Спустя несколько мгновений:
– Встать! – приказал он. Присев за парту Песоко, он взял лежавший на ней перочинный ножик и трудился над «С», завершающим слово «ПЕС», пока звонок не обратил классную комнату в ложе реки, по которому стремительно понесся к двери поток мальчишек, так стремительно, словно они ожидали увидеть за нею воплощения их раздельных мечтаний – когти опасности, рога романтической любви.
ИРМА ЖАЖДЕТ УСТРОИТЬ ПРИЕМ
– Ну хорошо, хорошо, как хочешь! – вскричал Альфред Прюнскваллор. – Как хочешь!

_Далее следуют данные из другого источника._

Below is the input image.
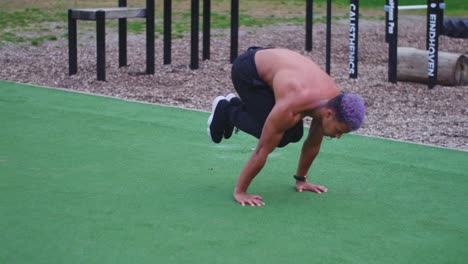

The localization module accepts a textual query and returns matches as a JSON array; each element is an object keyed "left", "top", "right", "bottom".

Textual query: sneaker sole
[{"left": 207, "top": 96, "right": 226, "bottom": 143}]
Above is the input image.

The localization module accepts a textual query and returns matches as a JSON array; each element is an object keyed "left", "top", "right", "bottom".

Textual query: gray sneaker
[
  {"left": 208, "top": 96, "right": 229, "bottom": 143},
  {"left": 224, "top": 93, "right": 242, "bottom": 139}
]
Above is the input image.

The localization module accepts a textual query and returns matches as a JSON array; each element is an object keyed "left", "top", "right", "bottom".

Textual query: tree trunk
[{"left": 397, "top": 47, "right": 468, "bottom": 86}]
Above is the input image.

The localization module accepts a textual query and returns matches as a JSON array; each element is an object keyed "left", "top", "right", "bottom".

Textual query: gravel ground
[{"left": 0, "top": 16, "right": 468, "bottom": 151}]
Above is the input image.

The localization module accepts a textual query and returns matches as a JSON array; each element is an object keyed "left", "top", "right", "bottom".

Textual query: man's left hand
[{"left": 296, "top": 181, "right": 328, "bottom": 194}]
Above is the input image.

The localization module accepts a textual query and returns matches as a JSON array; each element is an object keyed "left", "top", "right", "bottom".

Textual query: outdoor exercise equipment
[{"left": 68, "top": 0, "right": 154, "bottom": 81}]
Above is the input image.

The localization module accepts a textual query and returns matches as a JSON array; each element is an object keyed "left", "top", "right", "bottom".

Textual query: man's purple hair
[{"left": 328, "top": 93, "right": 366, "bottom": 131}]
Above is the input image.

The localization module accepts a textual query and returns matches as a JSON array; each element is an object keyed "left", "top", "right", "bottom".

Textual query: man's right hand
[{"left": 234, "top": 193, "right": 265, "bottom": 206}]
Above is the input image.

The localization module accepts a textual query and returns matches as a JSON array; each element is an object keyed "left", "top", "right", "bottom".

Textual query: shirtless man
[{"left": 208, "top": 47, "right": 365, "bottom": 206}]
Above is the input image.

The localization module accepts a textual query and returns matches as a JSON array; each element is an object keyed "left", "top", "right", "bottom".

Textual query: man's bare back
[
  {"left": 255, "top": 49, "right": 340, "bottom": 112},
  {"left": 208, "top": 47, "right": 365, "bottom": 206}
]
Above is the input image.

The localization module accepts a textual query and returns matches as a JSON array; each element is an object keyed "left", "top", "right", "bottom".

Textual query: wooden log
[{"left": 397, "top": 47, "right": 468, "bottom": 86}]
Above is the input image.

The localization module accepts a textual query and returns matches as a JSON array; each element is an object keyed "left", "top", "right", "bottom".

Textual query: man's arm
[
  {"left": 234, "top": 104, "right": 300, "bottom": 206},
  {"left": 296, "top": 120, "right": 328, "bottom": 193}
]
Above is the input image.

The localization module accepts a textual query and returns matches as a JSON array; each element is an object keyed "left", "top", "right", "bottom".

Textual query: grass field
[
  {"left": 0, "top": 81, "right": 468, "bottom": 264},
  {"left": 0, "top": 0, "right": 468, "bottom": 46}
]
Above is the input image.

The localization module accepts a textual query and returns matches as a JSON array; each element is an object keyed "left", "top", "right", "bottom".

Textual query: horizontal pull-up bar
[{"left": 384, "top": 3, "right": 445, "bottom": 12}]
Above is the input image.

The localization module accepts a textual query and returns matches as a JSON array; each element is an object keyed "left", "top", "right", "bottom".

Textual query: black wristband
[{"left": 293, "top": 175, "right": 307, "bottom": 181}]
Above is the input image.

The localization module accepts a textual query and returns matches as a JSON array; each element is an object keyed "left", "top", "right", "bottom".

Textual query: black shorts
[{"left": 228, "top": 47, "right": 304, "bottom": 147}]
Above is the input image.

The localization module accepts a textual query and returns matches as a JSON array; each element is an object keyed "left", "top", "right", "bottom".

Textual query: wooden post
[{"left": 397, "top": 47, "right": 468, "bottom": 86}]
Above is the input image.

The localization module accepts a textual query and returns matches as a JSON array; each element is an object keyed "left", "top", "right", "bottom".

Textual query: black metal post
[
  {"left": 203, "top": 0, "right": 211, "bottom": 60},
  {"left": 325, "top": 0, "right": 332, "bottom": 75},
  {"left": 385, "top": 0, "right": 390, "bottom": 43},
  {"left": 68, "top": 9, "right": 78, "bottom": 75},
  {"left": 305, "top": 0, "right": 314, "bottom": 51},
  {"left": 96, "top": 10, "right": 106, "bottom": 81},
  {"left": 146, "top": 0, "right": 155, "bottom": 74},
  {"left": 119, "top": 0, "right": 127, "bottom": 67},
  {"left": 348, "top": 0, "right": 359, "bottom": 79},
  {"left": 387, "top": 0, "right": 398, "bottom": 83},
  {"left": 426, "top": 0, "right": 440, "bottom": 89},
  {"left": 164, "top": 0, "right": 172, "bottom": 64},
  {"left": 231, "top": 0, "right": 239, "bottom": 63},
  {"left": 190, "top": 0, "right": 200, "bottom": 70}
]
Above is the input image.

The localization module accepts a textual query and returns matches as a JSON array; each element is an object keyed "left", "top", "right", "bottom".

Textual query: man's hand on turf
[
  {"left": 234, "top": 193, "right": 265, "bottom": 206},
  {"left": 296, "top": 181, "right": 328, "bottom": 194}
]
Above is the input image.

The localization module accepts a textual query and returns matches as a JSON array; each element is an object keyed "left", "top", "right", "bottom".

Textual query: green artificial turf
[{"left": 0, "top": 81, "right": 468, "bottom": 264}]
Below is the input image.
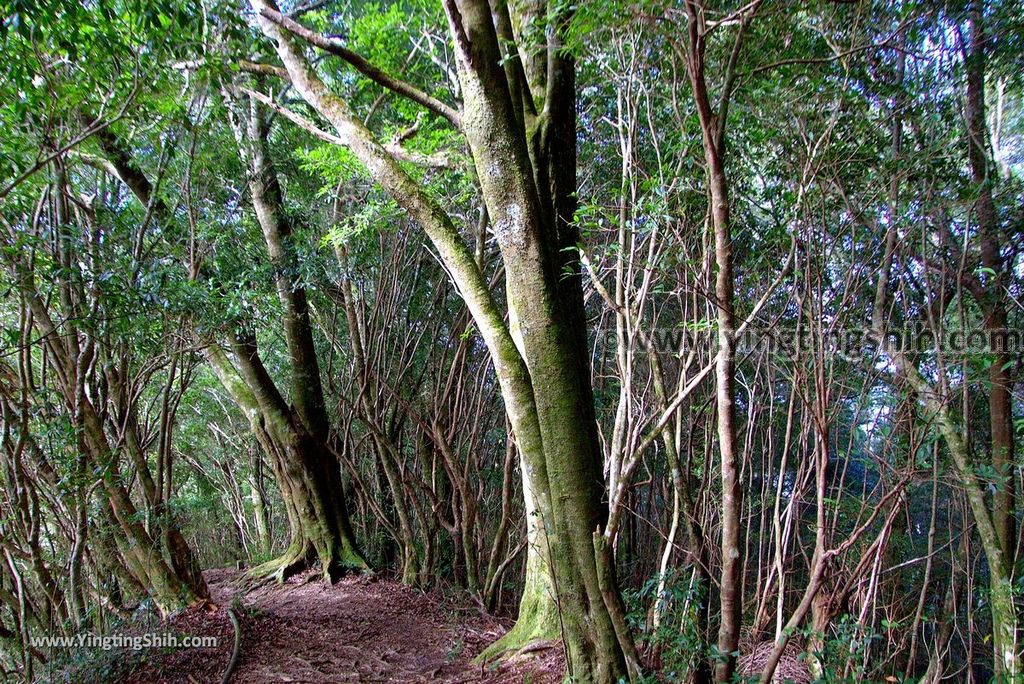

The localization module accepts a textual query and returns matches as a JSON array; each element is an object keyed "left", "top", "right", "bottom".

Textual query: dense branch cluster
[{"left": 0, "top": 0, "right": 1024, "bottom": 683}]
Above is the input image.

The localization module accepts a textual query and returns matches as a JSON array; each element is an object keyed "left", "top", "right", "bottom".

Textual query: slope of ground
[{"left": 118, "top": 570, "right": 563, "bottom": 684}]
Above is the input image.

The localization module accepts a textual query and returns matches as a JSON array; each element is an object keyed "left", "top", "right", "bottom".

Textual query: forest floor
[{"left": 116, "top": 569, "right": 564, "bottom": 684}]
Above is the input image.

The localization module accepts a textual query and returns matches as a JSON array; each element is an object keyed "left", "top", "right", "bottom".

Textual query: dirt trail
[{"left": 128, "top": 570, "right": 562, "bottom": 684}]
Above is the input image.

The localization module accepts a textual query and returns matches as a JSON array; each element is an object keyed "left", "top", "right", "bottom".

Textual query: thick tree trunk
[
  {"left": 965, "top": 0, "right": 1018, "bottom": 567},
  {"left": 252, "top": 0, "right": 628, "bottom": 682}
]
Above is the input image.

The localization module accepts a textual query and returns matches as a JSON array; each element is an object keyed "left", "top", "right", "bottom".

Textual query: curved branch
[{"left": 259, "top": 7, "right": 462, "bottom": 130}]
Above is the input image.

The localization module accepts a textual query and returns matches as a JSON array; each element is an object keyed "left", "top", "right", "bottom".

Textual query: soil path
[{"left": 128, "top": 570, "right": 562, "bottom": 684}]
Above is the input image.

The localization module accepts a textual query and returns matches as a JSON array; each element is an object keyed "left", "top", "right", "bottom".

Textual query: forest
[{"left": 0, "top": 0, "right": 1024, "bottom": 684}]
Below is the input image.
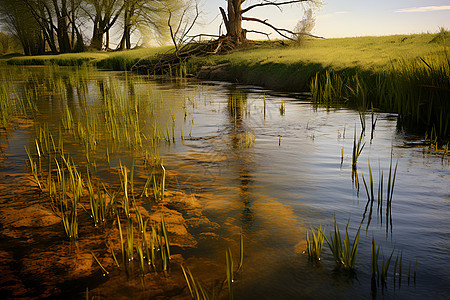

Страстное, радостное отчаяние прозвучало в его голосе. Радостное, потому что решение, пусть и столь неразумное, было наконец, принято. Отчаяние, потому что жить с Ирмой означало, с какой стороны ни взгляни, пребывать в отчаянном положении – в особенности теперь, когда ее обуяло желание устроить прием.
– Альфред! Альфред! ты серьезно? Ты действительно постараешься сделать все, как я попрошу, Альфред? Я говорю, ты действительно постараешься сделать все, как я попрошу?
– Ради тебя я постараюсь расшибиться в лепешку, моя дорогая.
– Так ты решил, Альфред, – я говорю, ты решил? – бездыханно спросила она.
– Это ты у нас решаешь, дорогая моя пертурбация. А я подчиняюсь. Так уж сложилось. Я слаб. Я податлив. Ты сделаешь все на свой манер – чреватый, боюсь, чудовищными последствиями, – но на свой, Ирма, на свой. А прием, что ж, прием мы закатим. Ха-ха-ха-ха-ха-ха-ха!
Что-то не вполне искреннее прозвучало в визгливом его хохотке. Уж не примешалась ли к нему толика горечи?
– В конце концов, – продолжал он, усаживаясь на спинку кресла (ступни на сиденье, подбородок уперт в колени – ну вылитый кузнечик), – …в конце концов, ты прождала так долго. Так долго. Но, как тебе известно, я бы никогда ничего подобного не присоветовал. Ты женщина не из тех, что годны для приемов. Нет в тебе той ветрености, которая требуется, чтобы провести прием без сучка без задоринки. Но ведь все равно тебя с пути не свернешь.
– Никакими словами, – откликнулась Ирма.
– А уверена ли ты, что из твоего брата получится хороший хозяин?
– Ах, Альфред, я могла бы поверить в это! – сурово прошептала она. – Я была бы уверена в этом, если бы ты все время не умничал. Я иногда так устаю от твоих разговоров. И мне, вообще-то, совсем не нравится то, что ты говоришь.